Email software and webmail interfaces include preferences you can use to specify how to quote the text of an original message when you reply to or forward it. Depending on which options you choose, you may not see the full text of the message you received in your response to it. If you use Mac OS X's Mail app, you can set it up so replies include all, none or only the part of the message content that you select before you click the "Reply" button. Through Microsoft Outlook's settings, you can include, exclude and format the original message in replies, and include and format forwarded messages. The Web-based Yahoo business email interface offers an option that toggles to include all or none of the original message in replies and forwarding.
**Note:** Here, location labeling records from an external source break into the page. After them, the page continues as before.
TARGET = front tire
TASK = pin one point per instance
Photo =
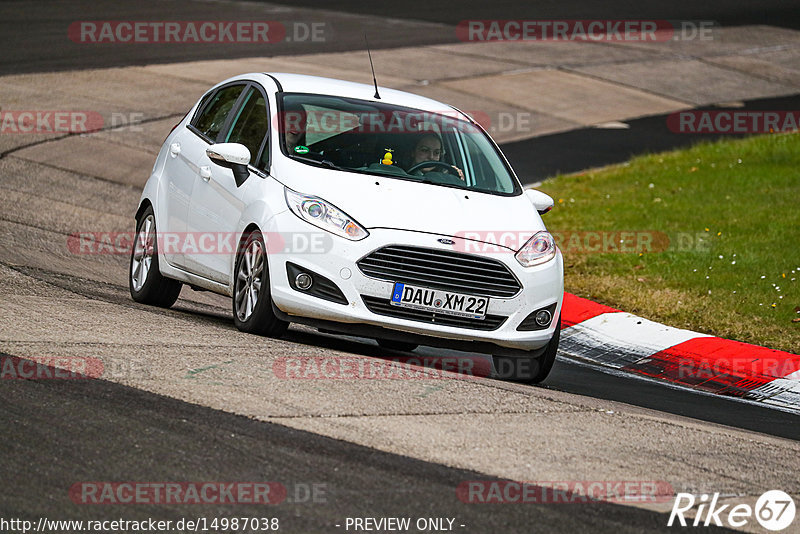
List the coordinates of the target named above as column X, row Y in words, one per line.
column 147, row 284
column 529, row 370
column 252, row 303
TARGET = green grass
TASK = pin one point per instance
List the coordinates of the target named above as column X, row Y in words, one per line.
column 740, row 197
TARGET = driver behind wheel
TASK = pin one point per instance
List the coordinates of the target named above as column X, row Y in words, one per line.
column 429, row 148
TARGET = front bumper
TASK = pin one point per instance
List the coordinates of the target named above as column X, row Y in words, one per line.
column 335, row 258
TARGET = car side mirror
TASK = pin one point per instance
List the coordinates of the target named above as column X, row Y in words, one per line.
column 541, row 201
column 233, row 156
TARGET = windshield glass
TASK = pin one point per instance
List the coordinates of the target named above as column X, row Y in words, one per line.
column 392, row 141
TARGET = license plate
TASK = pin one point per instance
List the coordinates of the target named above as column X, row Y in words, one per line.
column 435, row 300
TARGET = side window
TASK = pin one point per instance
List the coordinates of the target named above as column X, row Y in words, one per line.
column 250, row 127
column 212, row 117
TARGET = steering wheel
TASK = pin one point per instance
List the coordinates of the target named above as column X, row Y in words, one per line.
column 445, row 166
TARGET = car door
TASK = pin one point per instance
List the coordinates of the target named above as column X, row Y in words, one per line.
column 185, row 161
column 217, row 202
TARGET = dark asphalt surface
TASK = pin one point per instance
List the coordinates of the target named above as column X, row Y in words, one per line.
column 783, row 13
column 576, row 150
column 61, row 432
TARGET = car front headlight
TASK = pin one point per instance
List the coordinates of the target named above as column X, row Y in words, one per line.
column 324, row 215
column 540, row 248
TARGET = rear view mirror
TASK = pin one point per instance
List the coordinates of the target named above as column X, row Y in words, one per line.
column 541, row 201
column 233, row 156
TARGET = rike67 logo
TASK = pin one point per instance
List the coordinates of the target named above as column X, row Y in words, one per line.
column 774, row 510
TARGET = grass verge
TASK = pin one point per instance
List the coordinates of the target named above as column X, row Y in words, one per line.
column 711, row 237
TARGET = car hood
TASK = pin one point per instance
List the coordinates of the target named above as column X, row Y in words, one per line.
column 384, row 202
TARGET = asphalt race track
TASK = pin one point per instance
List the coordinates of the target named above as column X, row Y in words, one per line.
column 189, row 398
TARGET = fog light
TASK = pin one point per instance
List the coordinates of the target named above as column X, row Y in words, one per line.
column 303, row 281
column 543, row 317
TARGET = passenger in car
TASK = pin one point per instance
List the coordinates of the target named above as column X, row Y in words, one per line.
column 428, row 147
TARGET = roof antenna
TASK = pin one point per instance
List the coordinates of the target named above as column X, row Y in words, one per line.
column 377, row 96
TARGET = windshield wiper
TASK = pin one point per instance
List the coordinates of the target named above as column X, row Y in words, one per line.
column 320, row 163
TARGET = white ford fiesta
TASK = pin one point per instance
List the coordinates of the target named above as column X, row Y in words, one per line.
column 375, row 213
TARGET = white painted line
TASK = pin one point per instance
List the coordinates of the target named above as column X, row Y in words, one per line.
column 619, row 339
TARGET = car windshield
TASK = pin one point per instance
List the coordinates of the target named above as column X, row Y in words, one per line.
column 392, row 141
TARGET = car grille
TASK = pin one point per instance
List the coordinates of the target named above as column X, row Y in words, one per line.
column 384, row 307
column 441, row 269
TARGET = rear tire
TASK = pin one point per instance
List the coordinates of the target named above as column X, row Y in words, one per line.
column 147, row 284
column 252, row 302
column 402, row 346
column 529, row 370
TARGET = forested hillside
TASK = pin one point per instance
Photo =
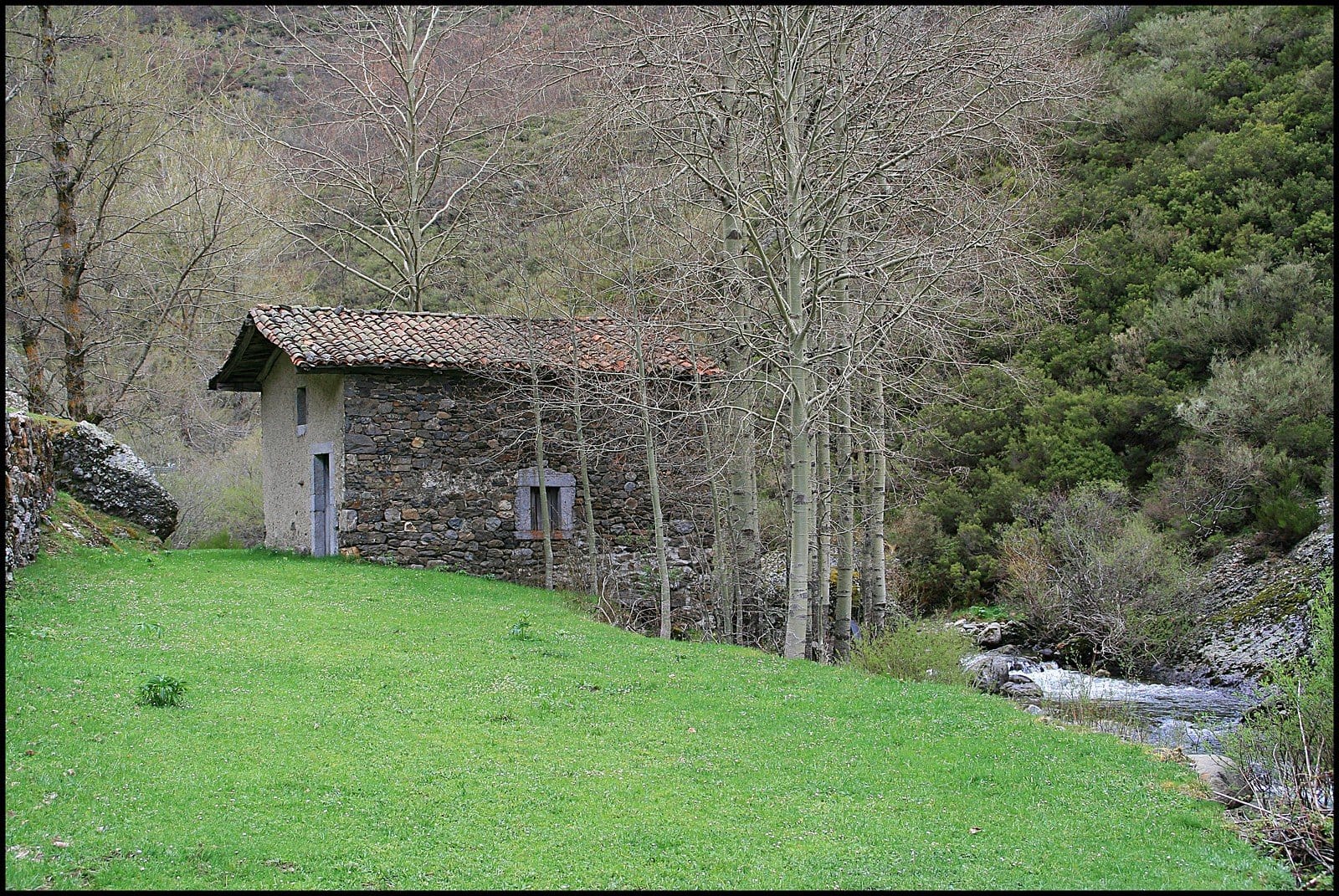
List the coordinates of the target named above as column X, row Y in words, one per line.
column 1198, row 366
column 1191, row 371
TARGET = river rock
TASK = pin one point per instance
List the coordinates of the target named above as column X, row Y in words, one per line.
column 991, row 635
column 110, row 477
column 1222, row 776
column 1256, row 612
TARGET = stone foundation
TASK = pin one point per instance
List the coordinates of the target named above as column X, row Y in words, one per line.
column 30, row 488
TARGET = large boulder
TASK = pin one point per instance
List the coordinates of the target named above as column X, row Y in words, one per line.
column 1258, row 612
column 110, row 477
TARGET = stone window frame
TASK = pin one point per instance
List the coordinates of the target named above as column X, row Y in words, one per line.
column 300, row 409
column 567, row 486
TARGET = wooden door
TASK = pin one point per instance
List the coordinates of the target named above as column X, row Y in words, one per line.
column 323, row 516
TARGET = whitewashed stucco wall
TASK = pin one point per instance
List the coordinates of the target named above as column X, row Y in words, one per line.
column 287, row 456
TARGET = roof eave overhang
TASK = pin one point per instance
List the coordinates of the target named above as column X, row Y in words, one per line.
column 247, row 365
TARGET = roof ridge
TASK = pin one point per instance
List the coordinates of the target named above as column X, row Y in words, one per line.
column 455, row 315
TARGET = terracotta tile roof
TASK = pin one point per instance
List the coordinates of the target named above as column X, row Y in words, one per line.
column 346, row 338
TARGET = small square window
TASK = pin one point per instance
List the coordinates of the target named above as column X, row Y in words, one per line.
column 560, row 493
column 555, row 508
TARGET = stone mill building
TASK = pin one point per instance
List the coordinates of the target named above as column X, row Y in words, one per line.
column 410, row 438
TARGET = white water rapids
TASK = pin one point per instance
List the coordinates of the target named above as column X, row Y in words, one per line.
column 1193, row 718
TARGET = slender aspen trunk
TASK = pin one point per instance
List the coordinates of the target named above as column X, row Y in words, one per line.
column 823, row 556
column 840, row 421
column 723, row 610
column 67, row 229
column 654, row 484
column 876, row 503
column 844, row 520
column 742, row 510
column 798, row 374
column 584, row 479
column 539, row 470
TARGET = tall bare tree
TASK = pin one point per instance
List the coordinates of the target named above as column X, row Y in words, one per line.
column 914, row 140
column 121, row 243
column 406, row 117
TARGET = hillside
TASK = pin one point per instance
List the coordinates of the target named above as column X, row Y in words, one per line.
column 347, row 724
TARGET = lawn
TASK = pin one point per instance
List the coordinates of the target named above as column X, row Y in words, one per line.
column 350, row 724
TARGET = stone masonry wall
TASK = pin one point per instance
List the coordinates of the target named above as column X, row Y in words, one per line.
column 30, row 488
column 432, row 470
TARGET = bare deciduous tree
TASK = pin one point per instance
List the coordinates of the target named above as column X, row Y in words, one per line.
column 408, row 110
column 876, row 173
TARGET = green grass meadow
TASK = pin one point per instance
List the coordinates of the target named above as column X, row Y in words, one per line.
column 351, row 724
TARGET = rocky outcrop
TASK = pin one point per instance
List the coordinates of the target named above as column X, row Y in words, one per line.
column 1258, row 612
column 28, row 488
column 107, row 476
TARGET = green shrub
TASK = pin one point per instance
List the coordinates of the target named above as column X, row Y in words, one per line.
column 1088, row 568
column 162, row 690
column 921, row 651
column 1294, row 730
column 1285, row 516
column 1287, row 755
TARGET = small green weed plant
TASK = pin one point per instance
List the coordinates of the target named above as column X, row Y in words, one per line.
column 162, row 690
column 521, row 628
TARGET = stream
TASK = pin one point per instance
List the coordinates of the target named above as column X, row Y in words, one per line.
column 1192, row 718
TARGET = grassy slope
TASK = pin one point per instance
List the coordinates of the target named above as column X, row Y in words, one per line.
column 350, row 724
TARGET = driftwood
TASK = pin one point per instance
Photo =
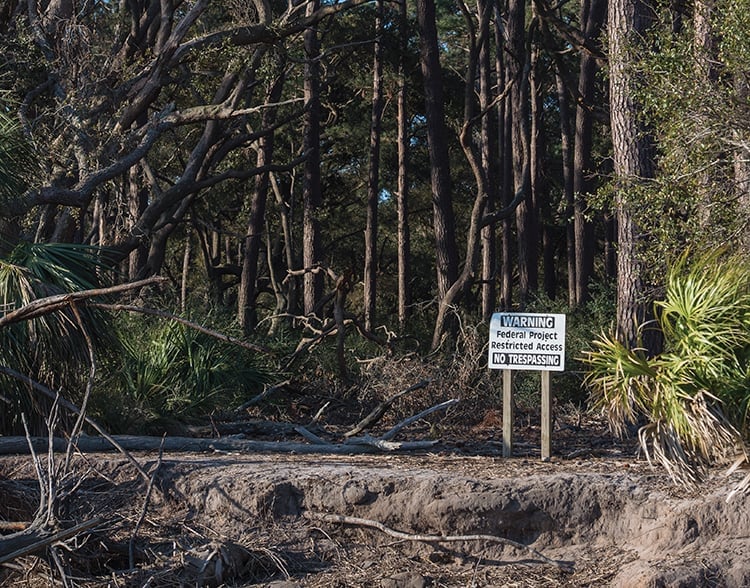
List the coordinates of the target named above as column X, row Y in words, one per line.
column 263, row 395
column 19, row 445
column 385, row 445
column 34, row 539
column 380, row 410
column 406, row 422
column 75, row 410
column 347, row 520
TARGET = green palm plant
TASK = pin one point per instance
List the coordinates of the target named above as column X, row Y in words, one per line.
column 692, row 399
column 51, row 348
column 175, row 373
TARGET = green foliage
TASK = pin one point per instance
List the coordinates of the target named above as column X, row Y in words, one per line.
column 694, row 395
column 170, row 372
column 694, row 99
column 16, row 159
column 51, row 348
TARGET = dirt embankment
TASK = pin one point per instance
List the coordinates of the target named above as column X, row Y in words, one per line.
column 404, row 521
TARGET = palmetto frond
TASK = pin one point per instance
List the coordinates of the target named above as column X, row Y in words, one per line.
column 694, row 396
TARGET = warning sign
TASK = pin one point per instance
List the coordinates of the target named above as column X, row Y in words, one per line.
column 527, row 341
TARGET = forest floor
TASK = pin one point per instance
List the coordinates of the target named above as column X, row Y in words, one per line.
column 457, row 514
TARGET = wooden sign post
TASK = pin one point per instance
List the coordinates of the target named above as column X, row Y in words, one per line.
column 527, row 342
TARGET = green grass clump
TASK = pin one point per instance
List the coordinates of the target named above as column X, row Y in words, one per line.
column 692, row 399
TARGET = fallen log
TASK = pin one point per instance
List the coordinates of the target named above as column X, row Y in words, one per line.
column 85, row 444
column 379, row 411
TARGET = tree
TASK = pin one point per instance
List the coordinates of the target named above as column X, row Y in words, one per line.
column 633, row 159
column 373, row 180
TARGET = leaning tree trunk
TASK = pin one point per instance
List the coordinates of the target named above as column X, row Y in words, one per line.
column 373, row 180
column 404, row 238
column 312, row 197
column 593, row 15
column 488, row 159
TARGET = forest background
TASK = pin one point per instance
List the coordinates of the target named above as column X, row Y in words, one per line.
column 332, row 183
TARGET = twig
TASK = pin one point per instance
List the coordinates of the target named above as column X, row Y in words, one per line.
column 146, row 500
column 378, row 412
column 347, row 520
column 75, row 410
column 386, row 445
column 406, row 422
column 262, row 396
column 35, row 545
column 319, row 414
column 49, row 304
column 78, row 427
column 312, row 437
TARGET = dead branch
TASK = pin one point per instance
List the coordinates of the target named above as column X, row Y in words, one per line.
column 347, row 520
column 263, row 395
column 311, row 437
column 144, row 510
column 385, row 445
column 18, row 445
column 380, row 410
column 406, row 422
column 49, row 304
column 33, row 540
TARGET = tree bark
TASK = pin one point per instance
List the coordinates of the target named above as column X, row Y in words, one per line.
column 632, row 151
column 247, row 313
column 442, row 203
column 404, row 237
column 526, row 221
column 593, row 16
column 488, row 141
column 312, row 197
column 567, row 161
column 373, row 180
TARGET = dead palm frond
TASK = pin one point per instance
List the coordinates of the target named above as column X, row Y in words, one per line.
column 694, row 396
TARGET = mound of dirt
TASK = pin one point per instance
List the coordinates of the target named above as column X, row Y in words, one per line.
column 398, row 521
column 600, row 522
Apple's Mail and Google's Gmail enable you to package all the messages in a set of back-and-forth replies into a chronological conversation forwarded in one message.

Attachment vs. Inline

In Microsoft Outlook or the Classic version of Yahoo's business webmail interface, you can use either inline text or attachments to represent the text of a message you forward. Inline text appears as a quotation within the body of your forwarded message. When you use attachments, the original content turns into a separate file that appends to your outgoing message. You can alter the general preferences within your mail options to make an overall change to this behavior, and can also select case-by-case options for individual messages. Microsoft Outlook also turns the original content into an attachment when you "Ctrl-click" on more than one item to forward multiple messages simultaneously.

Editing

When you reply to or forward an email message and show it as inline content within your message body, you can select, edit, reformat and delete the quoted content. If you select the quotation and press the "Backspace" key, your email software or Web interface deletes anything you highlighted. To avoid accidentally sending out a reply or forwarded message without the original content, watch what you select and which keys you press before you click on the "Send" button to pass on your response.

Considerations

If you respond to an empty message, your response lacks quoted content because the original message contained nothing quotable. This can happen if you accidentally chose the wrong message for a response while processing your email in a hurry. In a crowded inbox, you can land on the message above or below the one you wanted to select and format a response without noticing the error. These kinds of mistakes point to the need to read through what you send before you send it, even if you think your outgoing message contains nothing more than routine content.